The email surfaced in a lawsuit brought by a former soccer star against the News of the World, which he accused of intercepting his voice mail messages. Crone told lawmakers the email convinced him it would be better to settle the case rather than fight it.

"It was evidence clearly … that it went beyond Clive Goodman," Crone said of the phone hacking, which had been characterized as the work of a lone "rogue reporter."

Crone said he sought permission to settle from Murdoch, who was in charge of News International, the News of the World's parent company. The meeting lasted "about 15 minutes," during which "I am certain that I explained to him … this document meant it was clear that News of the World had a wider involvement" in hacking than was previously revealed.

Added Myler: "I think everybody perfectly understood the significance and the seriousness of what we were discussing."

Their statements are awkward for Murdoch, who insists he only became aware in the last year or so that the illegal accessing of cellphones was possibly rife at the News of the World in its pursuit of sensational stories.

On Tuesday, he said he stood by his words before Parliament in July. Neither Crone nor Myler told him during their 15-minute meeting that wrongdoing extended beyond Goodman and the private detective he hired to hack into phones, Murdoch said in a statement released by News International.

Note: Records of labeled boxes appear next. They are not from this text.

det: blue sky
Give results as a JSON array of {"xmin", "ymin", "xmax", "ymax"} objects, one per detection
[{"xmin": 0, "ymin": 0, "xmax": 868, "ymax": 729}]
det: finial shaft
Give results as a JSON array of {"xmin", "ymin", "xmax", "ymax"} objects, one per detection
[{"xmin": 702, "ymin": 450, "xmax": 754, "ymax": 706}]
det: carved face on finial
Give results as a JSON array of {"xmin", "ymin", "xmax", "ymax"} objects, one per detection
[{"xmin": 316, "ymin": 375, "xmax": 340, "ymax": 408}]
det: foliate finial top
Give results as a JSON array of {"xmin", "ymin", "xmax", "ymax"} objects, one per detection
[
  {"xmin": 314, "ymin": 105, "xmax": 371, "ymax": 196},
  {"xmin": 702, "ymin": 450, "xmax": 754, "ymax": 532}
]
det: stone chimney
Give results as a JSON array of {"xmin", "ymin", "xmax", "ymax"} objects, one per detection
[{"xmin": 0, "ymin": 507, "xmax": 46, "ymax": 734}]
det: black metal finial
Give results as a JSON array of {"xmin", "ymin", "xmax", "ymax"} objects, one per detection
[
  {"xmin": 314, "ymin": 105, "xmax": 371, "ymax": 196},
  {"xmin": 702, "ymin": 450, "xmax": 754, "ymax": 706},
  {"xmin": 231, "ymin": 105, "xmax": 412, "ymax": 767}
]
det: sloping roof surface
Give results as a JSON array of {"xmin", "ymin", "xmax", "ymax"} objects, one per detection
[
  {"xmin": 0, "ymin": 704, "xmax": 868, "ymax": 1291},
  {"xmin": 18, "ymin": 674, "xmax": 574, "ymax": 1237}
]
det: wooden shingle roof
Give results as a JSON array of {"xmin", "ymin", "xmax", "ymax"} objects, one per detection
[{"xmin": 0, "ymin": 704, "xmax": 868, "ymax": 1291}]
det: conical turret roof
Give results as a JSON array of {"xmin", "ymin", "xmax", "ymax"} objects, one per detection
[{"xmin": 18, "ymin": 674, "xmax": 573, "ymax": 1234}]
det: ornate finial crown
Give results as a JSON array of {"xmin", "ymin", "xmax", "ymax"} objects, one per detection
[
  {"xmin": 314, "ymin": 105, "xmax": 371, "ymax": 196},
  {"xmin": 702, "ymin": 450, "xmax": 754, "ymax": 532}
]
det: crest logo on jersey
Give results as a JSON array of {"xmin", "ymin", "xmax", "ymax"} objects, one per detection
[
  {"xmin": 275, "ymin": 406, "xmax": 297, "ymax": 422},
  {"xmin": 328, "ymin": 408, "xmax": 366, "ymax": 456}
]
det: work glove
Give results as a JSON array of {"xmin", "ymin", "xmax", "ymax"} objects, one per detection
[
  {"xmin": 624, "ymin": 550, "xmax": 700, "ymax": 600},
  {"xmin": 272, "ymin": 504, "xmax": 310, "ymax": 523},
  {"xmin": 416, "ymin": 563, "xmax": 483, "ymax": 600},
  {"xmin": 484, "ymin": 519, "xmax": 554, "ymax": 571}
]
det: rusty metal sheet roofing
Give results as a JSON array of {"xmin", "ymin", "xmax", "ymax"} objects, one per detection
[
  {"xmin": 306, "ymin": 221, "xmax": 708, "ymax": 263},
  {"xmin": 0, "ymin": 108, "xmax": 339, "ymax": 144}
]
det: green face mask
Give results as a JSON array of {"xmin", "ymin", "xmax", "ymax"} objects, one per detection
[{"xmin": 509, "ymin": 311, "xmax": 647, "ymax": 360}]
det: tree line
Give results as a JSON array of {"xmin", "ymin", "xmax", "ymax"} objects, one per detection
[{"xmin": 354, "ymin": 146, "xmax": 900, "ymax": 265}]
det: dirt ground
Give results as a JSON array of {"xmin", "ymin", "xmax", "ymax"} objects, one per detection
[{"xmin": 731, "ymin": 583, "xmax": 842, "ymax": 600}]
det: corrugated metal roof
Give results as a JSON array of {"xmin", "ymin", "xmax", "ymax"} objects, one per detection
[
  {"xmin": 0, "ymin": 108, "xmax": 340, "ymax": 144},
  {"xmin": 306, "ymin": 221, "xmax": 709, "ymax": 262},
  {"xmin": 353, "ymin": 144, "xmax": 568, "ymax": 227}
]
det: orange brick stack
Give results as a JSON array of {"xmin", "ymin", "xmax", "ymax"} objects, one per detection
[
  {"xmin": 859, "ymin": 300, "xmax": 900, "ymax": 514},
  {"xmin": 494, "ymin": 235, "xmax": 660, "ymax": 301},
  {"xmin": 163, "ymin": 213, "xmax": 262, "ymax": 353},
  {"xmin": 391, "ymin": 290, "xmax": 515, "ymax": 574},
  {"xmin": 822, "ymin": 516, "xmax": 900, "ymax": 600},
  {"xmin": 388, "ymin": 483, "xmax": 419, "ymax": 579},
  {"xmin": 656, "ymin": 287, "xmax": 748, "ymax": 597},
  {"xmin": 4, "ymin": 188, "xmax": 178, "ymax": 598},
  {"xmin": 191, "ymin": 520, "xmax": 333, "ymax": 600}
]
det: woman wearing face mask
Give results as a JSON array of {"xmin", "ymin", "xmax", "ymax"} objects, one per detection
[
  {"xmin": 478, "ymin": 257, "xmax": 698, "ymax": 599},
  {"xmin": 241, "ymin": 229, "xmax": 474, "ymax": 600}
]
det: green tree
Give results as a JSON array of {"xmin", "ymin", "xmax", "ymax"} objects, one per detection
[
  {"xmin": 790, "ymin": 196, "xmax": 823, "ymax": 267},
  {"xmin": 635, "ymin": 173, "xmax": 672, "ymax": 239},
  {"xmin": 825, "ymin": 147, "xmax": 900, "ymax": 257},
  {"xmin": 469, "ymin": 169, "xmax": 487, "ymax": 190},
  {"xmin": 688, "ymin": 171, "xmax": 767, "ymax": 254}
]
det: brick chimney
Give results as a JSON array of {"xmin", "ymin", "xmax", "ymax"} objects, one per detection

His former colleagues also did not show him the damning email or mention the chief reporter to whom it appeared to refer, Murdoch said, adding: "There was nothing discussed in the meeting that led me to believe that a further investigation was necessary."

Whether lawmakers will be satisfied by Murdoch's explanation is doubtful. Once cowed by the power of News International, which owns the Sun and the Times of London, politicians have been emboldened by the scandal to speak out against both James and Rupert Murdoch, saying they must be held to account for the actions of their media properties.

Lawmakers also sharply questioned Crone and Myler about the size of the financial settlement with the former soccer player, Gordon Taylor, which exceeded $1 million.

Crone acknowledged that the big payout and a confidentiality agreement were designed to make the case go away as quickly as possible, to avoid possible lawsuits from four other people in a position similar to Taylor's. But he denied there was any attempt by the News of the World to cover up widespread criminality.

The tabloid was shut down in early July, days after allegations surfaced that the paper not only listened to the voicemails of movie stars and famous athletes but also murder victims and their relatives, including a 13-year-old girl who was killed by a nightclub bouncer in 2002.

More than a dozen people have been arrested so far in connection with the scandal, which has cast a harsh light on the dodgy tactics employed by Britain's tabloid press and on the chummy relationships between media executives, high-ranking politicians and Scotland Yard, whose chief resigned as a result.

The police probe into the case is one of the biggest operations underway at Scotland Yard. News International says it is cooperating fully with the investigation.